With the Election Commission implementing the Supreme Court judgement on disqualification of convicted MLAs and MPs, government is working overtime to negate the order by seeking a review and even trying to bring parties on board for a constitutional amendment.
Highly placed sources in the Law Ministry said on Friday that while the government is likely to file a review in the coming days, it is also mulling the option of bringing a constitutional amendment bill if it gets the support of the political parties.
While there is unanimity among political parties against the SC verdict, government would move cautiously before amending the Constitution.
In its July 10 verdict, the apex court had struck down a provision in the electoral law that protects a convicted lawmaker from disqualification on the ground of pendency of appeal in higher courts.

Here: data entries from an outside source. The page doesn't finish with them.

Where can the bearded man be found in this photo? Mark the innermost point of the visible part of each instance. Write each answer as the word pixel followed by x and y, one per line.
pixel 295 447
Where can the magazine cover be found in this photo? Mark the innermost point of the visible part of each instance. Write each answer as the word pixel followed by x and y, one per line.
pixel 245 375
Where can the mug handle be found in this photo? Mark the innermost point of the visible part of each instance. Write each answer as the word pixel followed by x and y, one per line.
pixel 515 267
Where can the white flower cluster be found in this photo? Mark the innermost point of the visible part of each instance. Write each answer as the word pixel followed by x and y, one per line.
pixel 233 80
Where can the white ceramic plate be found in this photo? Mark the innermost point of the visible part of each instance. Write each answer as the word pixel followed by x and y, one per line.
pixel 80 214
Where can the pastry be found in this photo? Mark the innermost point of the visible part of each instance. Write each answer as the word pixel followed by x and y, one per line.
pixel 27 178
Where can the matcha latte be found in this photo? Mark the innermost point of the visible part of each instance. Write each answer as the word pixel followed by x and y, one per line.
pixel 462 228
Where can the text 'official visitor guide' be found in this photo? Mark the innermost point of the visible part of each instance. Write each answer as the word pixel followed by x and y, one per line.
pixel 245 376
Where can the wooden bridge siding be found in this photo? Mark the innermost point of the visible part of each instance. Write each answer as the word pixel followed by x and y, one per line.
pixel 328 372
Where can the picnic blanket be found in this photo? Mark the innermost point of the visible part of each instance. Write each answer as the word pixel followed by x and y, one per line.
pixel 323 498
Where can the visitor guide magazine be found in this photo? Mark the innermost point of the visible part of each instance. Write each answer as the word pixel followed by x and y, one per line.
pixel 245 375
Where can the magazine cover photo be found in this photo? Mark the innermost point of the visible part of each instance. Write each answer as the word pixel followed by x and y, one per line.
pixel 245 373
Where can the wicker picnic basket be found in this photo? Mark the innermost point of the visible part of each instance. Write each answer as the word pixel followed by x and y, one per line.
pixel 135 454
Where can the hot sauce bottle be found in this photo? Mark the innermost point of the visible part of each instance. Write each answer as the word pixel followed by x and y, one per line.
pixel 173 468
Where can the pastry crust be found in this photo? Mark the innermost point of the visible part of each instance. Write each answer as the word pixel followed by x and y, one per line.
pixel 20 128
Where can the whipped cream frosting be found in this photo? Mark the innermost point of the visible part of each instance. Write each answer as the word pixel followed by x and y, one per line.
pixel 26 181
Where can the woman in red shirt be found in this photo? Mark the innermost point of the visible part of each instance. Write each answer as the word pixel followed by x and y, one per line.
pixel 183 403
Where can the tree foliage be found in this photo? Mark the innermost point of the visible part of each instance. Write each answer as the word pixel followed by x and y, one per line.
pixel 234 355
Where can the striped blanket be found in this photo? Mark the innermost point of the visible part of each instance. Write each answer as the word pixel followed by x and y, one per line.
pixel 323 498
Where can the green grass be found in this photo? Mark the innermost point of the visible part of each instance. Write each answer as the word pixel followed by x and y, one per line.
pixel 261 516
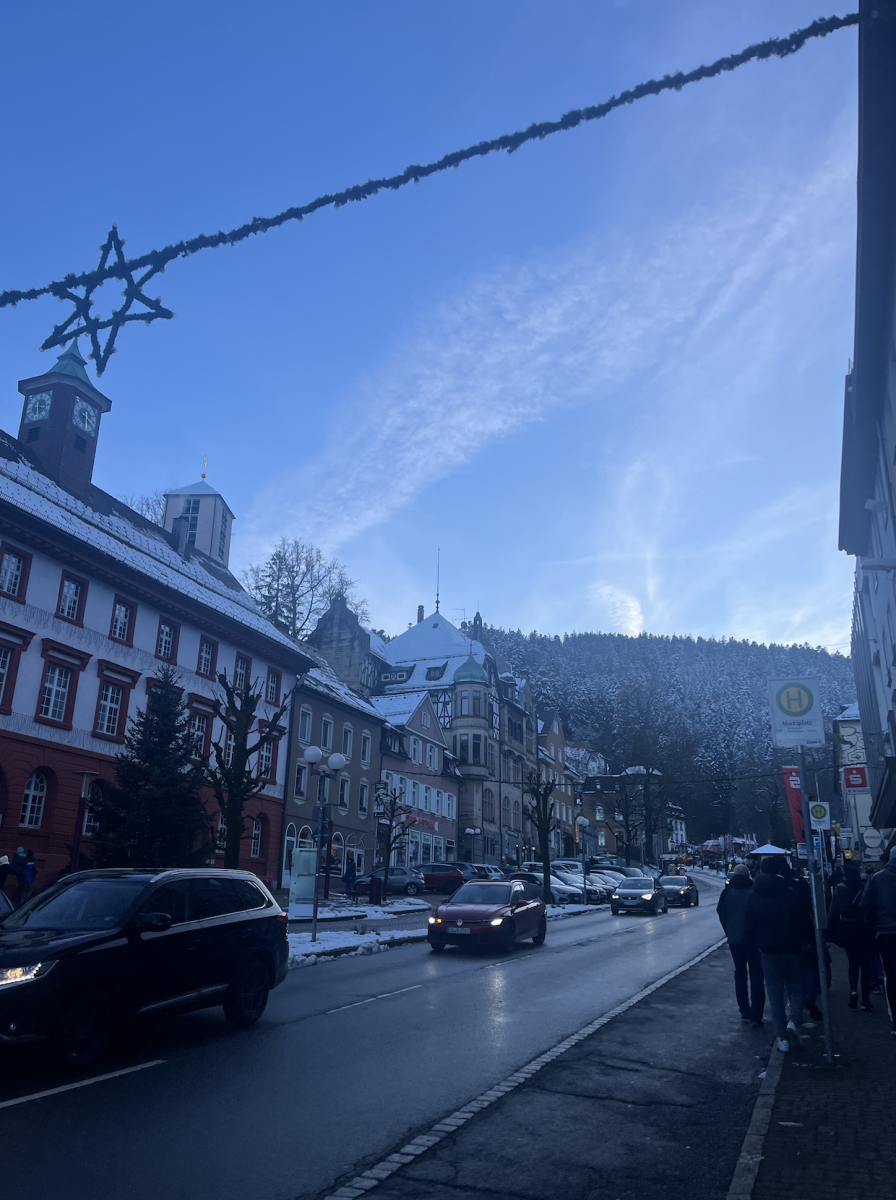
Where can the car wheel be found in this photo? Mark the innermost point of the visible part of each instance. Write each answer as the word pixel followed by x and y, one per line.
pixel 83 1029
pixel 248 994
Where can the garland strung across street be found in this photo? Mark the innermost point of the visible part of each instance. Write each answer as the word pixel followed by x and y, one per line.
pixel 155 261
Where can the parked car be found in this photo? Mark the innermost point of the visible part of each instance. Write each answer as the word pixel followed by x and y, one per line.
pixel 560 892
pixel 680 889
pixel 594 892
pixel 444 876
pixel 102 947
pixel 492 913
pixel 638 894
pixel 402 881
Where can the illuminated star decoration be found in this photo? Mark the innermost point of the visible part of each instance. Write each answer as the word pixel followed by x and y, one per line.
pixel 83 304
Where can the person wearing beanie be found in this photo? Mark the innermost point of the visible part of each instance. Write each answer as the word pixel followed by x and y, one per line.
pixel 878 901
pixel 749 982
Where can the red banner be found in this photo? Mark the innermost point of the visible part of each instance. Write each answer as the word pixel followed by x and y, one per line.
pixel 794 798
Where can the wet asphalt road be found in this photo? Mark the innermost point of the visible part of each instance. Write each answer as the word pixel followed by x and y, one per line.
pixel 350 1060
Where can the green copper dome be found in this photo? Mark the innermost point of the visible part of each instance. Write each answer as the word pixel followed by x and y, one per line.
pixel 470 672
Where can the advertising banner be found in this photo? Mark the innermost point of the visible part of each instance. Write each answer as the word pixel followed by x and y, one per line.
pixel 794 799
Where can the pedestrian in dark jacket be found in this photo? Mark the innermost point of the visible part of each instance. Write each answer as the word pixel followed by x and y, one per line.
pixel 747 965
pixel 776 922
pixel 848 929
pixel 879 903
pixel 349 877
pixel 18 870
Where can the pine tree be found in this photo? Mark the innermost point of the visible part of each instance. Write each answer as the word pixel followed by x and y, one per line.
pixel 155 816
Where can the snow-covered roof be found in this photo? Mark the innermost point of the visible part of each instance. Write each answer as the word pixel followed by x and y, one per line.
pixel 433 637
pixel 398 708
pixel 851 713
pixel 323 679
pixel 378 646
pixel 113 529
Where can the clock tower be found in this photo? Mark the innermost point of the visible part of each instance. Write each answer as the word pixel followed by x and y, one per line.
pixel 60 421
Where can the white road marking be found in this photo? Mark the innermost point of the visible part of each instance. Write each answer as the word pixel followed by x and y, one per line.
pixel 383 995
pixel 83 1083
pixel 451 1123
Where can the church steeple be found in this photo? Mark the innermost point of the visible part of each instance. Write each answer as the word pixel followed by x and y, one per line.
pixel 60 420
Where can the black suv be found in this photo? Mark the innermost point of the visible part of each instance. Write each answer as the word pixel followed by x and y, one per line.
pixel 100 947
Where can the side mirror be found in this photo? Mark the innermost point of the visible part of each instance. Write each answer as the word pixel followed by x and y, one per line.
pixel 151 922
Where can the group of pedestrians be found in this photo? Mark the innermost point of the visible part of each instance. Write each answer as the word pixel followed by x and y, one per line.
pixel 770 933
pixel 23 869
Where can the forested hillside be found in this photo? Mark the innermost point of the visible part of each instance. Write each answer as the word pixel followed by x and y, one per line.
pixel 695 709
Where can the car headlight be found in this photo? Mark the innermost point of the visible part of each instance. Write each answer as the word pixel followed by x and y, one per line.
pixel 10 976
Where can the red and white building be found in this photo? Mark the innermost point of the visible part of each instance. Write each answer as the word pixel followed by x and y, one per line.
pixel 94 599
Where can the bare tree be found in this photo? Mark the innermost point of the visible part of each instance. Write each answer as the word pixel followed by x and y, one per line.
pixel 394 822
pixel 541 814
pixel 148 504
pixel 235 779
pixel 294 587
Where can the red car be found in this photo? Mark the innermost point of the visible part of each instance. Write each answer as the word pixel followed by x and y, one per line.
pixel 489 913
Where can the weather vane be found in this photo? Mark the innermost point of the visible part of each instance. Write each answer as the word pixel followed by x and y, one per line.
pixel 83 303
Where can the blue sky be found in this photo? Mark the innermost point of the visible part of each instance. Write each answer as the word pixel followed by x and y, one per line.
pixel 602 375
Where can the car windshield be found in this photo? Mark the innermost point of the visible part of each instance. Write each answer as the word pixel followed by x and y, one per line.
pixel 481 893
pixel 84 906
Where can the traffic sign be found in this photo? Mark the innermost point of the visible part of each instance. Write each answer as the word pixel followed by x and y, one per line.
pixel 797 718
pixel 819 815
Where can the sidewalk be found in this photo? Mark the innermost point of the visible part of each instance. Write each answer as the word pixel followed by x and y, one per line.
pixel 839 1138
pixel 655 1103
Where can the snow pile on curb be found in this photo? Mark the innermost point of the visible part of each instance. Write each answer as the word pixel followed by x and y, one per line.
pixel 361 912
pixel 302 952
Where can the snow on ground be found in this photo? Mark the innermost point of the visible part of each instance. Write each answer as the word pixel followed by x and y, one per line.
pixel 305 953
pixel 350 912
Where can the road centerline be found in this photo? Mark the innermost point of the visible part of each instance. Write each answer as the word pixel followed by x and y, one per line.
pixel 80 1083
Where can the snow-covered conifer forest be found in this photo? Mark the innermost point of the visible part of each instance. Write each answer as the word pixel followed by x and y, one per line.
pixel 695 709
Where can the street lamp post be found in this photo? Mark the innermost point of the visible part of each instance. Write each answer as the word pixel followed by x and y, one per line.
pixel 583 823
pixel 322 813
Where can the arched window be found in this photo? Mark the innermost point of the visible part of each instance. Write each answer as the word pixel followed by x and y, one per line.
pixel 337 853
pixel 34 799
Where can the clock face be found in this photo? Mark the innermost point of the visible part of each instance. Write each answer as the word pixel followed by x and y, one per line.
pixel 84 417
pixel 37 407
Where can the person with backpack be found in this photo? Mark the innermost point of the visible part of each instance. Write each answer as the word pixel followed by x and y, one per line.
pixel 848 929
pixel 879 904
pixel 749 983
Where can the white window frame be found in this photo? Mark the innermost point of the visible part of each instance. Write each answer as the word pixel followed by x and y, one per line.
pixel 108 713
pixel 34 799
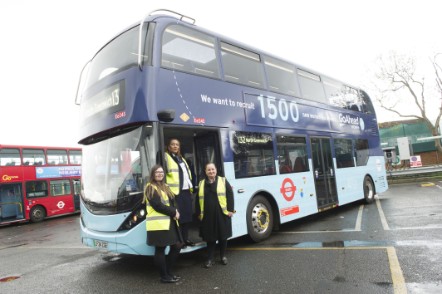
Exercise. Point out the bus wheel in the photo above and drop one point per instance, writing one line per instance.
(369, 191)
(38, 213)
(259, 219)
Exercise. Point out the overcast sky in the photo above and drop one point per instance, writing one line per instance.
(45, 44)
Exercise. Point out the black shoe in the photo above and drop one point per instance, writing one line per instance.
(169, 280)
(175, 277)
(224, 260)
(189, 243)
(209, 264)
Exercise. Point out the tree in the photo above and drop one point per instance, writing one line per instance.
(400, 85)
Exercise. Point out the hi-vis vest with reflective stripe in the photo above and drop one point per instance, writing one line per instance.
(220, 191)
(173, 174)
(156, 221)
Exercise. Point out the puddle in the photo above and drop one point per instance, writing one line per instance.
(339, 244)
(9, 279)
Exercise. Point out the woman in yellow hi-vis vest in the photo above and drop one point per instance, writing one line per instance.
(162, 224)
(215, 207)
(179, 179)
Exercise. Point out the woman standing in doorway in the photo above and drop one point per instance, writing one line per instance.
(179, 179)
(162, 224)
(215, 208)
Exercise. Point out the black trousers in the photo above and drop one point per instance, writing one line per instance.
(165, 264)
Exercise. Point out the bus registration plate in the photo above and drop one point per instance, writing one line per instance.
(100, 244)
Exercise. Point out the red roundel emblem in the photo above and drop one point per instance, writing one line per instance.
(288, 189)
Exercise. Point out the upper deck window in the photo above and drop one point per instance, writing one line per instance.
(33, 157)
(311, 86)
(57, 157)
(281, 76)
(118, 54)
(74, 156)
(242, 66)
(188, 50)
(347, 97)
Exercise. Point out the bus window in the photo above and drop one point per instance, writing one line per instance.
(36, 189)
(242, 66)
(57, 157)
(60, 187)
(361, 149)
(33, 157)
(119, 54)
(344, 153)
(292, 154)
(9, 156)
(75, 156)
(253, 154)
(311, 86)
(281, 76)
(187, 50)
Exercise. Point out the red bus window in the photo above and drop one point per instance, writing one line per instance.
(57, 157)
(33, 157)
(60, 187)
(9, 157)
(36, 189)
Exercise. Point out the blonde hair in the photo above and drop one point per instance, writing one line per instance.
(153, 185)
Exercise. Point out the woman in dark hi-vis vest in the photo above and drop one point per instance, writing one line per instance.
(162, 224)
(179, 179)
(215, 208)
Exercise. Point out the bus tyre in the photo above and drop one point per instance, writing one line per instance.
(259, 219)
(38, 214)
(369, 191)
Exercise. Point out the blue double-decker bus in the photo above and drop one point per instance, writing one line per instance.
(291, 141)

It had also made it clear that MPs, MLAs and MLCs would stand disqualified on the date of conviction.
“We also hold that the provisions of Article 101(3) (a) and 190(3) (a) of the Constitution expressly prohibit Parliament to defer the date from which the disqualification will come into effect in case of a sitting member of Parliament or a State Legislature.
“Parliament, therefore, has exceeded its powers conferred by the Constitution in enacting sub-section (4) of Section 8 of the (RP) Act and accordingly sub-section (4) of Section 8 of the Act is ultra vires to the Constitution,” it had said.
The Constitutional amendment bill is likely to deal with this part of the judgement.
“Talks with various political parties are on...whatever decision is taken will be based on consensus,” Law Minister Kapil Sibal had said recently on the issue.
He had made it clear that the government may approach the apex court for a review of its order and also go for a “legislative remedy” by amending the current laws.